Rupiah Melemah, Negara Terjual, Mungkinkah ?


Oleh Helmi Adam

Presiden Amerika Serikat Donald Trump berusaha menerapkan perdagangan new merkantilisme dengan "over protective" terhadap perdagangan melalui pembatasan terhadap impor dan mendorong eksport. Namun ternyata belum cukup efektif membantu negara untuk keluar dari defisit. Tercatat pada bulan Desember 2018 neraca perdagangan Amerika Serikat masih mengalami defisit hingga USD 59,8 miliar yang terburuk dalam 10 tahun terakhir. 

Yang menjadi keanehan justru nilai tukar mata uang dollar menguat terus ditengah defisit perdagangan yang dialami AS. Justru kebalikan dengan Indonesia, dimana Nilai tukar rupiah terhadap dolar Amerika Serikat terus melemah. Rupiah menyentuh posisi terlemah pada Jumat (8/3/2018menjadi  Rp 14.230. Rupiah melemah 0,67% dibandingkan posisi penutupan perdagangan sebelum libur Hari Raya Nyepi. Namun depresiasi rupiah sedikit berkurang. Pada pukul 09:02 WIB, US$ 1 setara dengan Rp 14.225 di mana rupiah melemah menjadi 0,64%. Hal ini jadi kali pertama rupiah menyentuh kisaran Rp 14.200/US$ sejak 22 Januari.  Jika pelemahan rupiah saat ini bertahan hingga penutupan pasar spot, maka rupiah terdepresiasi 6 kali dalam 7 hari perdagangan terakhir. Padahal sejak awal tahun, rupiah bisa menguat 1,04% dari dolar AS. 

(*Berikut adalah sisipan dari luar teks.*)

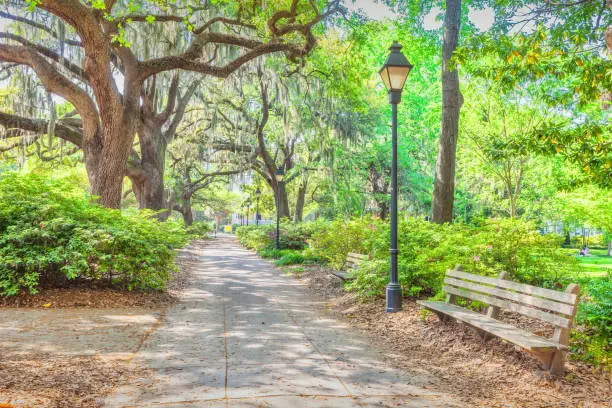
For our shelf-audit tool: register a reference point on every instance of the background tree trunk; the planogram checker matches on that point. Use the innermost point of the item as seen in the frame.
(153, 160)
(444, 186)
(301, 201)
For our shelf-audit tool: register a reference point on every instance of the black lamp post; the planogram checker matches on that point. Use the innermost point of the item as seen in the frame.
(257, 195)
(280, 174)
(248, 203)
(394, 74)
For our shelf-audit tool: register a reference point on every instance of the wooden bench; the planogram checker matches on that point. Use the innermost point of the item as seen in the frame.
(556, 308)
(353, 260)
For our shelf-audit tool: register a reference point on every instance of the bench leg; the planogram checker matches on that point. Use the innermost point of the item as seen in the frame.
(553, 361)
(442, 317)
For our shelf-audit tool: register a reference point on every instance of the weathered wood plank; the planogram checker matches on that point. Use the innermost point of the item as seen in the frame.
(520, 337)
(556, 320)
(562, 297)
(343, 275)
(551, 305)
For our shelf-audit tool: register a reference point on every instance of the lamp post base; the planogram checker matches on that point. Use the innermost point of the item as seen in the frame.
(394, 298)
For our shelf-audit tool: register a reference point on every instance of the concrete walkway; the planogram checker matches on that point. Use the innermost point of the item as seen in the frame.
(245, 335)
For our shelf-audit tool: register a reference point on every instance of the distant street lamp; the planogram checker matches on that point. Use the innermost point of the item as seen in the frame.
(257, 195)
(280, 174)
(394, 74)
(248, 209)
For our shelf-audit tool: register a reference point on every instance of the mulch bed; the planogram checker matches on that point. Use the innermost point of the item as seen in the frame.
(84, 295)
(491, 374)
(43, 379)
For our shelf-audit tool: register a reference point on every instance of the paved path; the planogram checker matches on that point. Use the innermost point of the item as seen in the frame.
(246, 335)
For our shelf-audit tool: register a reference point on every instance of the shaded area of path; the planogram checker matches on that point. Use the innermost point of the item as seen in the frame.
(245, 335)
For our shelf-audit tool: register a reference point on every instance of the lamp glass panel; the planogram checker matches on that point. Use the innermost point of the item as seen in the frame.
(397, 77)
(384, 74)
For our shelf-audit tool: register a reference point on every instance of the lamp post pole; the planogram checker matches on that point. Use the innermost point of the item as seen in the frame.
(248, 209)
(394, 74)
(257, 194)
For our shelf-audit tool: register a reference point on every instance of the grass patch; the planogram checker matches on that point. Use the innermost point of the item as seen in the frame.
(598, 264)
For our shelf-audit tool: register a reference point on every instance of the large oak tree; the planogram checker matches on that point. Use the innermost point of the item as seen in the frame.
(106, 87)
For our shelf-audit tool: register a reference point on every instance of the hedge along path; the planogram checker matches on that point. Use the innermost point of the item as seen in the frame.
(245, 334)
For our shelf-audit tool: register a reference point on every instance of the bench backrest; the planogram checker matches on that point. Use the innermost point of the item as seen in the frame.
(353, 259)
(557, 308)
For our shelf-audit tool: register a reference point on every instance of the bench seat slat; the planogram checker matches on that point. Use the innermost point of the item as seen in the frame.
(514, 296)
(520, 337)
(563, 297)
(558, 321)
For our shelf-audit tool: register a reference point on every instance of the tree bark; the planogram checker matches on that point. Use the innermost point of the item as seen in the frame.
(110, 123)
(149, 188)
(444, 186)
(301, 201)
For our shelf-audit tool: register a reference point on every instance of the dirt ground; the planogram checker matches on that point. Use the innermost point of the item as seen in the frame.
(491, 374)
(70, 347)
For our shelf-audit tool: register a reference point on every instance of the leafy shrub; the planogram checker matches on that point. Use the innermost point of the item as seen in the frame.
(427, 250)
(255, 237)
(51, 233)
(271, 253)
(198, 230)
(332, 241)
(292, 236)
(592, 341)
(291, 258)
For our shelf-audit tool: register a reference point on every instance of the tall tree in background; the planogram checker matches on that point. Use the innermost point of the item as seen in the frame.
(110, 113)
(444, 185)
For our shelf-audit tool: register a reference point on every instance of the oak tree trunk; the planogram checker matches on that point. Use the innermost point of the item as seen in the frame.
(107, 164)
(149, 183)
(444, 186)
(301, 201)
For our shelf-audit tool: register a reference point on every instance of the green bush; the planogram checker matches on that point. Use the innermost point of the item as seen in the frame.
(199, 230)
(255, 237)
(292, 258)
(427, 250)
(292, 236)
(271, 253)
(592, 341)
(51, 233)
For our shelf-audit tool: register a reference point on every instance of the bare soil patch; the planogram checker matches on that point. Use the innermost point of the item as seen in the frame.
(491, 374)
(65, 348)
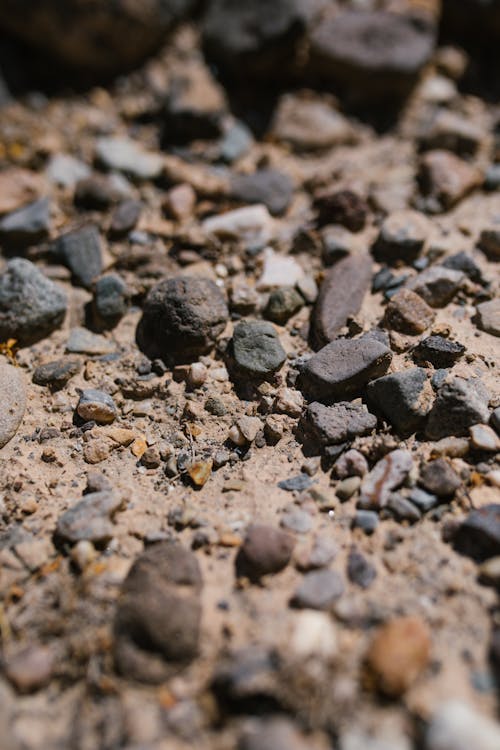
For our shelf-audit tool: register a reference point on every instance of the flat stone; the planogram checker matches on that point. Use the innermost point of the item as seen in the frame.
(342, 367)
(341, 295)
(12, 401)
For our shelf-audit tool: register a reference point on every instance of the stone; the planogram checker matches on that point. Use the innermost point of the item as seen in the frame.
(128, 156)
(319, 589)
(256, 349)
(459, 404)
(81, 252)
(268, 187)
(26, 226)
(12, 401)
(405, 398)
(157, 621)
(31, 305)
(341, 295)
(436, 285)
(387, 475)
(339, 423)
(402, 236)
(438, 351)
(265, 550)
(398, 654)
(182, 318)
(89, 519)
(343, 367)
(56, 374)
(488, 317)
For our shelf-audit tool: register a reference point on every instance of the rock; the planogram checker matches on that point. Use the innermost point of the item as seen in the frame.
(157, 622)
(398, 654)
(12, 401)
(31, 306)
(252, 225)
(318, 590)
(436, 285)
(256, 349)
(89, 519)
(402, 236)
(124, 155)
(341, 295)
(96, 406)
(459, 404)
(387, 475)
(340, 423)
(265, 550)
(457, 726)
(57, 373)
(488, 317)
(81, 252)
(445, 179)
(343, 367)
(408, 313)
(110, 301)
(372, 55)
(309, 124)
(26, 226)
(405, 398)
(268, 187)
(182, 318)
(440, 352)
(479, 535)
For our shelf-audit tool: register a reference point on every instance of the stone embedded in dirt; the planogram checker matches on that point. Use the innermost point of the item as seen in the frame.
(371, 55)
(31, 305)
(387, 475)
(398, 654)
(341, 295)
(408, 313)
(182, 318)
(459, 404)
(339, 423)
(157, 622)
(402, 236)
(488, 317)
(265, 550)
(319, 589)
(445, 179)
(269, 187)
(81, 252)
(439, 351)
(26, 226)
(256, 348)
(405, 398)
(89, 519)
(12, 401)
(343, 367)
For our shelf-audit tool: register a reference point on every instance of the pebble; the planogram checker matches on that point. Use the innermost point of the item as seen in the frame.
(408, 313)
(405, 399)
(341, 295)
(342, 367)
(12, 401)
(182, 318)
(265, 550)
(256, 349)
(157, 622)
(31, 305)
(387, 475)
(319, 589)
(398, 654)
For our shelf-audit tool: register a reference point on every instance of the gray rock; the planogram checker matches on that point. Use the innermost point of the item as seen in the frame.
(12, 401)
(31, 306)
(342, 367)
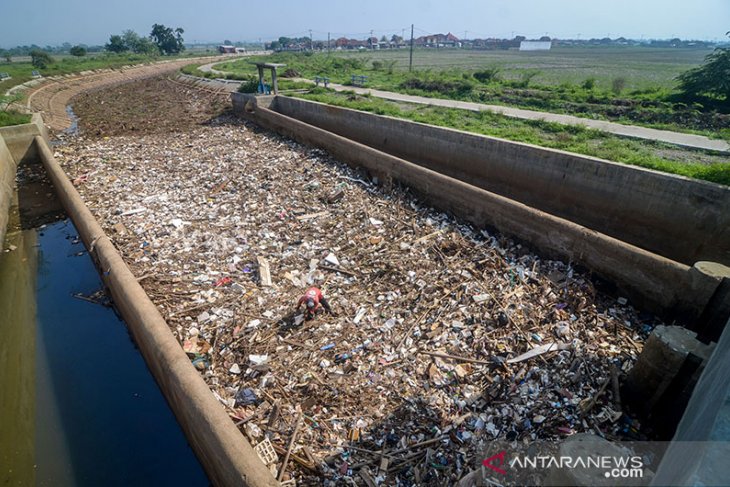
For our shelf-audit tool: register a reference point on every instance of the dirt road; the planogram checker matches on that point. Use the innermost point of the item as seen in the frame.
(52, 98)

Mungkinkah  penguatan cukup tajam menjadi rentan terkena koreksi teknikal ? mungkin saja terjadi, karena Investor mencari kesempatan untuk membeli dollar dan mengambil selisih yang cukup dan mereka jadi tergoda untuk mencairkannya. Tekanan jual pun menghantui rupiah sehingga nilainya melemah. Situasi ini ditambah dengan kebutuhan valas  perusahaan asing yang meningkat jelang akhir kuartal I, hal ini dikarenakan adanya kewajiban menyetor dividen ke kantor pusatnya. Rupiah pun dijual untuk ditukarkan ke valas demi pembayaran laba.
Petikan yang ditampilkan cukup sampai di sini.